As described in the previous post due to changes in how Linux KASLR works I had some problems making Volatility work with recent memory dumps.

In this post I’ll cover how I tried to solve this problem and go over possible approaches.

My situation: I have a Linux memory dump and a valid, matching Volatility profile. I want to e.g. find out which processes were running at the time the dump was acquired.

In general to get the information I want I need to take these steps:

  1. Determine the kernel DTB
  2. Determine the virtual address of init_task
  3. Determine the size of task_struct (included in dwarf file)
  4. Use this VA and the DTB to determine the physical address of init_task
  5. From that physical address read a portion of task_structs size (easy once we have the PA)
  6. Determine the offset of the tasks member in task_struct (included in dwarf file)
  7. Read that offset from the portion we extracted to enter the double linked list
  8. Walk that list in one direction until we return at init_task again

Let’s have look at the changes KASLR introduces to physical and virtual memory and how each scenario changes the way how we can determine DTB and the VA of init_task:

KASLR

Without KASLR

nokaslr

Due to kernel identity paging this is easy.
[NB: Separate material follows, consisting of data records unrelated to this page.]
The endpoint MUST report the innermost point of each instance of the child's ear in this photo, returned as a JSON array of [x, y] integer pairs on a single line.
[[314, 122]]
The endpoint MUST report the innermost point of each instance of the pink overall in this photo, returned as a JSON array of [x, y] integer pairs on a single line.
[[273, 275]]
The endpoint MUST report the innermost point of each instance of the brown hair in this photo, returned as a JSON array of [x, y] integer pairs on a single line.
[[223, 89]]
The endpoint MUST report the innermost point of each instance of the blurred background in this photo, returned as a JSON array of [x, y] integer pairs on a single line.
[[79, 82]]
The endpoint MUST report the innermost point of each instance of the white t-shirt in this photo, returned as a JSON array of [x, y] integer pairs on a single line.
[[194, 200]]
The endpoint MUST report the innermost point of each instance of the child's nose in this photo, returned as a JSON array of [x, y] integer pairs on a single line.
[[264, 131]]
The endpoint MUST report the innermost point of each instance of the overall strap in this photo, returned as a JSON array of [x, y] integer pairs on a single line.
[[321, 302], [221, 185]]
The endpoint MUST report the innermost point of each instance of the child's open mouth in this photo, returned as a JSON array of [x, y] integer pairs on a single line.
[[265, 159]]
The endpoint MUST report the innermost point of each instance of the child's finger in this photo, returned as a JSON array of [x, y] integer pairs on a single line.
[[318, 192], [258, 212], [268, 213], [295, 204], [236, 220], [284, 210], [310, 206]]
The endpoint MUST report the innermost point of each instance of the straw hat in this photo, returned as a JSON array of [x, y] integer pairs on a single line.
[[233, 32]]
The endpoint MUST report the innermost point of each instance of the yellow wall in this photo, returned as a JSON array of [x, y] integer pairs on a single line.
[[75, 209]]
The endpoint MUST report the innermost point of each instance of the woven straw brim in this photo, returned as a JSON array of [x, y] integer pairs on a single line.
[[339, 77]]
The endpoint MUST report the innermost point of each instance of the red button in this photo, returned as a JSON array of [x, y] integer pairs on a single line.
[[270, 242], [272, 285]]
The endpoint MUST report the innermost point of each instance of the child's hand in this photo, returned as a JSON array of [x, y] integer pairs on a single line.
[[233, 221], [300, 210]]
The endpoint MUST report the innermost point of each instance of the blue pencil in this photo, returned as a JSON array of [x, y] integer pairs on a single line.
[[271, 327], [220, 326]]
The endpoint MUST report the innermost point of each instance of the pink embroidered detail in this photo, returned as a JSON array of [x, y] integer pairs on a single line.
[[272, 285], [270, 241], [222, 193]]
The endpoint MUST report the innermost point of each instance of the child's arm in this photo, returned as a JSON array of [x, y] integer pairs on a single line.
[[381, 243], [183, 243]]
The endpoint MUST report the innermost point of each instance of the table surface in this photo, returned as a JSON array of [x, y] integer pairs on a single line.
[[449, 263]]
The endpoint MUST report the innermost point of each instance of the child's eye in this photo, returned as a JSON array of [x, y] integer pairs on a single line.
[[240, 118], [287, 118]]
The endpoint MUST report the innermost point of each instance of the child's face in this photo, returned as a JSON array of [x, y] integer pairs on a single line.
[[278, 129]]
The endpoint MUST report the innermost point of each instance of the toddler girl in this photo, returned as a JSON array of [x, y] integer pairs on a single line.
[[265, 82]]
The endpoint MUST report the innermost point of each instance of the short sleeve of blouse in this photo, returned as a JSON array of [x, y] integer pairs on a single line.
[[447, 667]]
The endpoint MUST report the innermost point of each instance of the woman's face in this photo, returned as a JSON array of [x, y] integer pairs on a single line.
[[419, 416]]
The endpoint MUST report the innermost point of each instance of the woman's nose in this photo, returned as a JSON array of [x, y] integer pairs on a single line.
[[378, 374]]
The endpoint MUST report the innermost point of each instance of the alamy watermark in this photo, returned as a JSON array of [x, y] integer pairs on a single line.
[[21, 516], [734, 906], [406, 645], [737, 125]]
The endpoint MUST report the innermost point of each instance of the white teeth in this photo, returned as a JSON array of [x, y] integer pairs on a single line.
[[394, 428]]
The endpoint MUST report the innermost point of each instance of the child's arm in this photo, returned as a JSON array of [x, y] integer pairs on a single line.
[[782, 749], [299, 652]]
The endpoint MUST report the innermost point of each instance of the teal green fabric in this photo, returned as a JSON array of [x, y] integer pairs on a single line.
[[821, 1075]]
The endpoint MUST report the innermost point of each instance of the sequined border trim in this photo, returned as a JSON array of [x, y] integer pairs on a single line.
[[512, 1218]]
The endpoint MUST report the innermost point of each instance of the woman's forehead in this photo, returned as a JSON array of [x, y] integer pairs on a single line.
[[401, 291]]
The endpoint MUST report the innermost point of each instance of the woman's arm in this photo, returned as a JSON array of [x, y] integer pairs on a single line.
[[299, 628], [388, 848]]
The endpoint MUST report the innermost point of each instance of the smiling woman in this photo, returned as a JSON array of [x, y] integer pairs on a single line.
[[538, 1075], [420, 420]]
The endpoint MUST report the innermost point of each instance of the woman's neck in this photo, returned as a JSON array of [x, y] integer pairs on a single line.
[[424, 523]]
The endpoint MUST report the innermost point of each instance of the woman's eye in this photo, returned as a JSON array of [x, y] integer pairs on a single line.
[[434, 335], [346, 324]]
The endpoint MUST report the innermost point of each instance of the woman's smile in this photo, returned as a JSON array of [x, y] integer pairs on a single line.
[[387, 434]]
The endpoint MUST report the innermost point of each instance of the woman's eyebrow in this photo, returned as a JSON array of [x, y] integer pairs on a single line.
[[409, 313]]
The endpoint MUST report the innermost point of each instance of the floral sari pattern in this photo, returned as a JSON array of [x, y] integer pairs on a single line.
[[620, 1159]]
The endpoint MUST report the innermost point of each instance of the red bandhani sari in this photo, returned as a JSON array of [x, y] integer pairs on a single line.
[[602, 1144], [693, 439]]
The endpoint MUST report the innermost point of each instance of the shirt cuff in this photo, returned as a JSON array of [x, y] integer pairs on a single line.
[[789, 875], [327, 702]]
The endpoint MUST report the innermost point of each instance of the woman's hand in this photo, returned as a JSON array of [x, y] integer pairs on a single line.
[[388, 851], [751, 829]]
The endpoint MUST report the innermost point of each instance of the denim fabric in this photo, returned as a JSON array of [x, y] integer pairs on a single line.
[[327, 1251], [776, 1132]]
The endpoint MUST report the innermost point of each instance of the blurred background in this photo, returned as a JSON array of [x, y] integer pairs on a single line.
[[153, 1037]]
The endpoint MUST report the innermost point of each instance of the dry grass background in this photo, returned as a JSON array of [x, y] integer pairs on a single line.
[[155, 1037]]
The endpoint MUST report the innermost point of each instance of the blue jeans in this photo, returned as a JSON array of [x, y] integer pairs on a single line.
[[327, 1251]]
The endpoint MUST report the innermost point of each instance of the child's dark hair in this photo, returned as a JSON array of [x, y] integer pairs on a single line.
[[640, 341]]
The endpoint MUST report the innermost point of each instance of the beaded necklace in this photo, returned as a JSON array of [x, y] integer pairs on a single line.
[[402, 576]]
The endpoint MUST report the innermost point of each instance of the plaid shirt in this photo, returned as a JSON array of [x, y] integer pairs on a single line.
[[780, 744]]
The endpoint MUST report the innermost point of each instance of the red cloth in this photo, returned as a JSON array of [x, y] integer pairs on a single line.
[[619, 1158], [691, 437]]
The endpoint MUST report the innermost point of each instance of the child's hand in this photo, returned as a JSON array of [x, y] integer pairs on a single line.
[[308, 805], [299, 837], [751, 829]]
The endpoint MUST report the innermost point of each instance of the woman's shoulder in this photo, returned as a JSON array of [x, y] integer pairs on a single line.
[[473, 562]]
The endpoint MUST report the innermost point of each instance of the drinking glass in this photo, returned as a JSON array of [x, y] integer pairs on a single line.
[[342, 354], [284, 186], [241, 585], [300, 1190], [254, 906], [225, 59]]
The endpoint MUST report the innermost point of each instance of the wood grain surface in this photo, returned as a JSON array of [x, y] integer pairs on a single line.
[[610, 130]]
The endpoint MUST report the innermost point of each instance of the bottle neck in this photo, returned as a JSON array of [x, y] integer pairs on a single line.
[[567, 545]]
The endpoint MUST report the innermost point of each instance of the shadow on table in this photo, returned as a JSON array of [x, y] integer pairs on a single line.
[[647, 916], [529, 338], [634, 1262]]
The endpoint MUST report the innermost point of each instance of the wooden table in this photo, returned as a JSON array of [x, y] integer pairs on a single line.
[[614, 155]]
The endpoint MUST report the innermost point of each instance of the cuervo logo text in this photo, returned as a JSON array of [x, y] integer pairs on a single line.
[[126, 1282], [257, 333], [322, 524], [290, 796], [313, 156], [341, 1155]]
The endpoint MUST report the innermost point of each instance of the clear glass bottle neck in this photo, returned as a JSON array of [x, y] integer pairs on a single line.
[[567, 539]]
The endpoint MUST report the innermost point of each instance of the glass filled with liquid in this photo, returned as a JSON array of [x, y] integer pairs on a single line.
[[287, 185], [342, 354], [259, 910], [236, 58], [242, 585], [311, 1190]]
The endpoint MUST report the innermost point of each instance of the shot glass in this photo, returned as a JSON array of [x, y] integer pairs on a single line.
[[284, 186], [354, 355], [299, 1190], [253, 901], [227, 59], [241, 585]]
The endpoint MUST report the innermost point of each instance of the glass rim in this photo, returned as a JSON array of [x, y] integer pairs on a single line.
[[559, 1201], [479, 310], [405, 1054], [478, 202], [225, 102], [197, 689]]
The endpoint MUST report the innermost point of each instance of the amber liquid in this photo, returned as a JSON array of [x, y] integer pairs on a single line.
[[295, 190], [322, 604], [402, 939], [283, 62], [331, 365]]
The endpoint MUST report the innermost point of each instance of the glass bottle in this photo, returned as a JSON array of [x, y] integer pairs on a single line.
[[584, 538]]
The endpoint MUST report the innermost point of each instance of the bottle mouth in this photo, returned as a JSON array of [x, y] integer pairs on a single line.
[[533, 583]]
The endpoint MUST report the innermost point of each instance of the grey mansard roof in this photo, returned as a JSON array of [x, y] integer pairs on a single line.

We only need to calculate the kernel DTB with data included in System.map and the dwarf file, the VA of init_task can just be read from System.map.

To calculate the DTB:

  1. Read VA of symbol init_level4_pgt
  2. Subtract a known identity paging offset (in my case 0xffffffff80000000)
  3. ???
  4. Profit!

With pre-4.8 KASLR

oldkaslr

Things are a little trickier here, since both the physical and the virtual addresses are now shifted by an unknown random offset r. But once we found r, determining the DTB and the VA of init_task are trivial again.

To find r:

  1. Locate a known string, swapper/0 followed by a bunch of zero bytes, in physical memory
  2. Determine the expected location of that string by
    1. Looking up the VA of the symbol of init_task
    2. Determine the offset of the comm member in task_struct from the dwarf file
    3. Adding that offset to the VA of init_task
    4. Subtract a known identity paging offset (in my case 0xffffffff80000000)
  3. r = pa(location_found) - pa(location_expected)

Once we have r we can determine the DTB:

  1. Read VA of symbol init_level4_pgt
  2. Add r
  3. Subtract a known identity paging offset (in my case 0xffffffff80000000)
  4. ???
  5. Profit!

To determine the VA of init_task:

  1. Read VA of symbol init_task
  2. Add r

So since physical shift and virtual shift are identical we can basically just grep for a known string in the memdump to derive all required information. This was already supported by Volatility and r would be stored as a run time parameter for the profile, so that all subsequent kernel symbol lookups are also adding r to the addresses found in System.map. Note that it is possible that we might find several matches for swapper/0 and accompanying constraints, so we might need to look at several possible DTB/r combinations.

With 4.8 and later KASLR

newkaslr

If the image we need to analyze was taken on a host running kernel 4.8 or later with KASLR enabled we need to determine two distinct random values, the physical KASLR shift p and the virtual KASLR shift v. We can use the method that was used to determine r from the pre-4.8 KASLR code to determine p and the DTB (using p instead of r), but this does not automatically reveal v to us.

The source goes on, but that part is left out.